Kinder trugen bis zum Alter von 6 Jahren keine Kleidung. Als sie sechs Jahre alt waren, durften sie Kleidung tragen, um sie vor dem trockenen Wetter zu schützen. Eine häufige Frisur unter den Kindern war das Side-Lock, eine unrasierte Haarlänge auf der rechten Seite des Kopfes. Obwohl Kinder normalerweise keine Kleidung trugen, trugen sie Schmuck wie Fußkettchen, Armbänder, Kragen und Haarschmuck. Als sie aufwuchsen, trugen sie die gleiche Mode wie ihre Eltern.

Perücken
Perücken spielten eine wichtige Rolle in der Mode der alten Ägypter, insbesondere der Könige und Herrscher Ägyptens und der Reichen von ihnen und beiderlei Geschlechts, da sie mehr als eine Herstellungsmethode hatten und manchmal aus menschlichem Haar hergestellt wurden Es könnte mit Dattelpalmenfasern ergänzt werden und ist oft in schmalen Locken und schmalen Zöpfen gestaltet.

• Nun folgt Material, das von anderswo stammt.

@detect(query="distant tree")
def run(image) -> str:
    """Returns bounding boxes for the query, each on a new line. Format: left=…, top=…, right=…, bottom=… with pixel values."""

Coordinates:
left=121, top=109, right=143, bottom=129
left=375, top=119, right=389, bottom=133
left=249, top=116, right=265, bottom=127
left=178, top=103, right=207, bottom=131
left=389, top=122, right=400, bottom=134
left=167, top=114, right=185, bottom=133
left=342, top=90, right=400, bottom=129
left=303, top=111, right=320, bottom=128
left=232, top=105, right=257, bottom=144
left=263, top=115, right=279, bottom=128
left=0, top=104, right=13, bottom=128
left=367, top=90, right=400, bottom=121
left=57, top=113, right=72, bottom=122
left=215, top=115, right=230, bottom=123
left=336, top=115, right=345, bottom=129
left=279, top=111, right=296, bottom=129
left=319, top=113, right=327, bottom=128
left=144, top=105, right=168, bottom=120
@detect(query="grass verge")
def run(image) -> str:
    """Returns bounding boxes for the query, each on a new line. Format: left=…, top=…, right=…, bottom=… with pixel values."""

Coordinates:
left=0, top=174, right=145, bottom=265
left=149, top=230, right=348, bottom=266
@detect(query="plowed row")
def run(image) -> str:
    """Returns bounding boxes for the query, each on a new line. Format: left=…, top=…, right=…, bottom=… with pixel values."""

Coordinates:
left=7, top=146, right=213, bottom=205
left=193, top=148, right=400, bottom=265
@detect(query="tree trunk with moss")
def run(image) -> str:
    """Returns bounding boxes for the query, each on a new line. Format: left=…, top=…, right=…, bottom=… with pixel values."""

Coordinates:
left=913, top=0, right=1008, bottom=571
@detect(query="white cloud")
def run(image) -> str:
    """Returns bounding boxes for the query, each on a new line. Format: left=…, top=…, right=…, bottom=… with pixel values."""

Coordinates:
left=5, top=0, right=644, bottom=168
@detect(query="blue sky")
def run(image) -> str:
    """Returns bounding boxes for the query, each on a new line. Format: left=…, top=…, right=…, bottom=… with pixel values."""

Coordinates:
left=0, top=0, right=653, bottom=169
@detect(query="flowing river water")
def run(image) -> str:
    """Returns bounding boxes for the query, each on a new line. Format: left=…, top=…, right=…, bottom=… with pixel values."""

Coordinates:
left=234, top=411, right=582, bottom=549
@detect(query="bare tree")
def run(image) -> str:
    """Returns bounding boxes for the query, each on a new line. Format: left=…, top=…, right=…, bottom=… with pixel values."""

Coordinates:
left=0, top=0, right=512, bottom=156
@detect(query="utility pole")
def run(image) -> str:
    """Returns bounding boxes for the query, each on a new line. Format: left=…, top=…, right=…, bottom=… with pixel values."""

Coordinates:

Es wurde von Frauen und Männern zu besonderen Anlässen getragen, und sowohl Männer als auch Frauen können die Perücken mit duftenden Fettkegeln bedecken, die schmelzen, um den Geruch von Parfüm und Friseur zu befreien.

Schmuck
Unabhängig von der sozialen Klasse, ob arm oder reich, war Schmuck im alten Ägypten sehr beliebt, sie waren früher schwer und etwas sperrig. Der Hauptgrund für das Tragen von Schmuck liegt in seiner ästhetischen Funktion, so wie die alten Ägypter nüchterne Kleidung aus weißen Leinenstoffen trugen.

Die ägyptische Präferenz war die Verwendung von leuchtenden Farben, glänzenden Steinen und Edelmetallen, wie jene Meisterwerke von König Tutanchamun, die im Ägyptischen Museum in Kairo ausgestellt wurden und aus ägyptischen Materialien wie Gold hergestellt wurden, das aus der östlichen Wüste Ägyptens gewonnen wurde. und kam auch aus Nubien, das jahrhundertelang eine ägyptische Kolonie war.

Andererseits war Silber selten und wurde aus Asien verschifft. Daher wurde Silber regelmäßig als kostbarer angesehen als Gold. Die östliche Wüste war auch eine wichtige Quelle für bunte Halbedelsteine ​​wie Karneol, Amethyst und Jaspis.

Auf dem Sinai befanden sich türkisfarbene Minen, der tiefblaue Lapislazuli musste aus dem fernen Afghanistan stammen. Glas und Fayence (Glasur über einem Kern aus Stein oder Sand) waren die Favoriten, um Steine ​​zu ersetzen, da sie in verschiedenen Farben hergestellt werden konnten.

Die Ägypter waren äußerst geschickt darin, Türkis- und Metallschmuck wie Gold, Silber und kleine Perlen herzustellen. Wo sowohl Männer als auch Frauen mit Ohrringen geschmückt sind.